Если ты был в страшном месте всего лишь садовником, это само по себе еще не основание для спокойствия. Не основание для спокойствия, даже если ты был печатником в таком прекрасном городе, как Марне, в городе с таким незапятнанным именем. Ибо и такой человек, как известно, может угодить за решетку. Насколько же скорее должен угодить туда человек, служивший в таком жутком месте, как Аушвиц, пусть даже только садовником-тюльпанщиком.
— Послушай, садовник, — сказал я костлявому голландцу, — ты не рассердишься, если я тебя еще кое о чем спрошу? Все равно я не могу заснуть, столько нового кругом, да и лапа болит. Так можно тебя спросить или ты о себе не рассказываешь из страха за свою шкуру?
— Спрашивай, что хочешь, только так, чтобы я тебя понял. О моей шкуре беспокоиться нечехо. Я тебя буду звать Марком, ты меня Яном.
— Хорошо, Ян, спасибо, Ян. Так вот что я хотел спросить. Тебе сказали, за что ты сидишь? О себе я знаю только по слухам, но толком мне никто ничего не говорил.
— А что по слухам?
— Между собой они зовут меня morderca.
— Morderca? Убивец? Это нехорошо, — сказал садовник.
Из ложечного ряда на полу высунулся гестаповец:
— Будет наконец тихо или нет?
Ян цыкнул на него:
— Заткнись, полицейский! — А мне ответил: — Это у кохо как, одним было сказано, за что, друхие и сами знают.
— А ты?
— Мне удивляться нечехо. Если ты был в Аушвице в форме и тебя хватают поляки, то они, ясное дело, посадят, если не повесят на первом ше дереве.
— В какой форме?
— Как у тебя.
— Как у меня? Это ты про маскхалат? Разве ты был в эсэс?
— Хауптшарфюрером.
— Я думал, ты садовник.
Яна Беверена этот вопрос насмешил.
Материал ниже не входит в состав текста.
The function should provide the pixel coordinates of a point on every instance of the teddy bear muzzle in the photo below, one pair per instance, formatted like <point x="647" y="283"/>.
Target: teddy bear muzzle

Он так хохотал и тряс головой, что долго не мог ответить, и он все еще тряс головой, когда наконец сказал:
— Либо ты притворяешься, что ничехо не знаешь, и тогда ты — чемпион, либо из этохо следует, что ты недолхо был солдатом. Слушай, парень: в армии повар — фельдфебель, автомеханик — унтер-офицер, начальник склада противохазов и носков — тоже фельдфебель, а садовник-тюльпанщик — хауптшарфюрер.
— И такое было возможно? — спросил я. — Они выписали тебя из Голландии ради тюльпанов и одели в форму гауптшарфюрера?
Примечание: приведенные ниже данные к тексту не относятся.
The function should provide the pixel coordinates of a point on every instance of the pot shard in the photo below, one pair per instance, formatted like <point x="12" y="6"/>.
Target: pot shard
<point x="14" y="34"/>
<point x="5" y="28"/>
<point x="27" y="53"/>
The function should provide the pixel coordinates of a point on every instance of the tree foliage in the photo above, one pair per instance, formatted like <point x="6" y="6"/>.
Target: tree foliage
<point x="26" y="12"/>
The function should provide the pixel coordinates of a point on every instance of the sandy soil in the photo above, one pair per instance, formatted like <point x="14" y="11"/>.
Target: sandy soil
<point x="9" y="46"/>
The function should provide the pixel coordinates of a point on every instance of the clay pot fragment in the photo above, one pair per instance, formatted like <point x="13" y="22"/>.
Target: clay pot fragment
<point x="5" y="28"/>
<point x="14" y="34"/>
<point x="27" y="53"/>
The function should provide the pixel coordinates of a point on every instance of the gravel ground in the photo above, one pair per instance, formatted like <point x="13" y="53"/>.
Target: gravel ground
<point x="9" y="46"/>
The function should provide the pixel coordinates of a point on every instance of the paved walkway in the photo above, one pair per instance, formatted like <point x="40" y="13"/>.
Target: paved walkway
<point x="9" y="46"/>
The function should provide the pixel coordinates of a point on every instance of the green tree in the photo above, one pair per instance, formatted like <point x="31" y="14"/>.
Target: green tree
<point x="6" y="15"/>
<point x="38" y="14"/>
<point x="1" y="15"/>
— Две возмошности, — сказал он, — или ты чемпион, или я хотел бы, чтобы поляки были такие ше наивные, как ты.
— Наивные? Не знаю, наивный я или нет, но всякое обвинение надо обосновать. Объясни мне все-таки, в чем тут дело?
— Наивный ты, если думаешь, что комендант мох взять к себе в лахерь штатского, из Нидерландов или еще откуда-нибудь. Но он знал, что среди тюльпанщиков у него есть камрад, вот он и прихласил ехо к себе.
— А откуда комендант в Польше знал, что в Голландии есть такой человек?
— Оттуда, деточка, что раньше он служил в Холландии и видел меня в деле.
— Понял.
— Думаешь?
Нет, я, конечно, не понял, но меня злил насмешливый тон садовника, злило, что он назвал меня деточкой, да и боль сверлила руку, мне было жарко, во рту пересохло, и понемногу стало безразлично, что происходило в Аушвице с тюльпанами.
— Ты не дашь мне глоток воды? — спросил я, и гауптшарфюрер-тюльпанщик перешагнул через спящих к ширме.
Гестаповец опять приподнялся и произнес обиженным тоном, с сильным саксонским акцентом:
— Долго это еще будет продолжаться?
— Заткнись, полицейский! — рявкнул я, и это порадовало гауптшарфюрера.